This function is extremely long and contains a lot of branches handling specific opcodes. Without analyzing it in full, we can already see that param1 (rcx) holds some kind of VM state - register values and memory - so we’ll need to keep an eye on that.

Let’s go dynamic

During the CTF, I knew this would be difficult to solve purely through static analysis, so I decided to run the binary under x64dbg. The first run wasn’t particularly promising, as the binary exited quickly after launching it under the debugger.

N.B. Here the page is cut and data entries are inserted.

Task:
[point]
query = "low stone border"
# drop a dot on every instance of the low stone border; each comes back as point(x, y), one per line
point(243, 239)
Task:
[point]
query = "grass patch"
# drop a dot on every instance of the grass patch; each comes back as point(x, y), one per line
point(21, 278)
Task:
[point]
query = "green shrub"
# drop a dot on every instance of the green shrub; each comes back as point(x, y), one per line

Hmm. There was no indications of any anti-debugging techniques during our earlier inspection, but maybe something was missed. Could it be that the binary only performs this check right at the start? Since it waits for user input (we could see that from the initial run, and also from the Console.ReadLine() in the .NET part), maybe we can attach the debugger after it gets going?

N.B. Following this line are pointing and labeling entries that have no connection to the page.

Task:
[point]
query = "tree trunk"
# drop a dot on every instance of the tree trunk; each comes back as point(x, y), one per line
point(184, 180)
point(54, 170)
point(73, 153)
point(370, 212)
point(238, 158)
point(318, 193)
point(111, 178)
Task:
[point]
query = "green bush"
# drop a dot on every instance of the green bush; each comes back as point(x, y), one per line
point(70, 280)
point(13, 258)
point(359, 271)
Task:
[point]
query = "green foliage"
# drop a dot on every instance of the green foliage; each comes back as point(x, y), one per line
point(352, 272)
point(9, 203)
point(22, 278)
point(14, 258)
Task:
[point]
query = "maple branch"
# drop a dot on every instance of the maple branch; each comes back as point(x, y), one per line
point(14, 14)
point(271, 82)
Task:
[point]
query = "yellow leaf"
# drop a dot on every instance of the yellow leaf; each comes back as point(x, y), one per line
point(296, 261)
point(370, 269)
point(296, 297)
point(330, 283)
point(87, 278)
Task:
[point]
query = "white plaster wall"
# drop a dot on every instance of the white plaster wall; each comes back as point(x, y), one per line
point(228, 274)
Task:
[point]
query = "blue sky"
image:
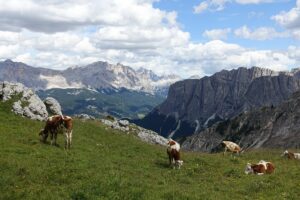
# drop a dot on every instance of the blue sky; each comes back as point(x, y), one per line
point(185, 37)
point(233, 16)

Bingo. The binary didn’t terminate when the debugger was attached after startup. We’re good to proceed with dynamic analysis now.

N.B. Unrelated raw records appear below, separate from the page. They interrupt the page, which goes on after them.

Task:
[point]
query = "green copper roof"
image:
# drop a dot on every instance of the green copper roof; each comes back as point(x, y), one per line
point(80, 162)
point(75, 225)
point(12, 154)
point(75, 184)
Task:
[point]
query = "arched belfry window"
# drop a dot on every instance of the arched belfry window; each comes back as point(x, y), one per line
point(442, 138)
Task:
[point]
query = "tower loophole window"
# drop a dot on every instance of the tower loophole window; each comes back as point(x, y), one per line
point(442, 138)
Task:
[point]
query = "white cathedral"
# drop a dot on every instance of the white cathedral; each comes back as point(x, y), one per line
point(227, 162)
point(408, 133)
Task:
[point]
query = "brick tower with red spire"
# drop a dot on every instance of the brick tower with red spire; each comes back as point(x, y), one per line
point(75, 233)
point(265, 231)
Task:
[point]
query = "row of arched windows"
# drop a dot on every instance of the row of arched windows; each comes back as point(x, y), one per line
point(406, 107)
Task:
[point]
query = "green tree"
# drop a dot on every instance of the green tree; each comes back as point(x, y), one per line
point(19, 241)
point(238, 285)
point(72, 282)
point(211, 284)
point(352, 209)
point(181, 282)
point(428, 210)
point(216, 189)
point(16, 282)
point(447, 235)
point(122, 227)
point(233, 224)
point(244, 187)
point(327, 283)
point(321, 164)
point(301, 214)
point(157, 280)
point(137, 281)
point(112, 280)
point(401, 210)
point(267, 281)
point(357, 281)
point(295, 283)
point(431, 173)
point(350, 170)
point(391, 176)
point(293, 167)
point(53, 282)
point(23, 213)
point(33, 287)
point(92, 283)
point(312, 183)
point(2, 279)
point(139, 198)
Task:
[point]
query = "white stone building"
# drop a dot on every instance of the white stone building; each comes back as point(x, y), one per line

Starting with a breakpoint at FUN_140001eac, we can enter an initial flag like bi0s{abcdefghijklmnopqrstuvwxyz} to get our first peek into the running program.

First peak into the opcode dispatch function

The line that starts dispatching the opcode handlers is: 140001f4f CMP dword ptr [RSP + local_1a4], 0xa0. So it’s a good idea to set another breakpoint there and start observing the VM memory. At that point, the VM state pointer is available in rcx, via: MOV rcx, [RSP + 0x1D0].

Getting the flag

Running the binary couple of times and observing the VM memory we can for sure detect some values that stand out from the rest. An interesting points in the disassembly were 0x91 and 0x92 opcodes.

It’s code was as simple for both of them:

      else if (opcode == 0x91) {
        uVar1 = func3();
        set_value(vm,r1,uVar1);
      }
      else if (opcode == 0x92) {
        get_value(vm,r1);
        func4();
      }

but the implementation for func3() and func4() was missing. Checking managed part of the code, reviles that the first one, though a bit cryptic, gets a character from a string in the end. The latter one just prints a value using Console.Write.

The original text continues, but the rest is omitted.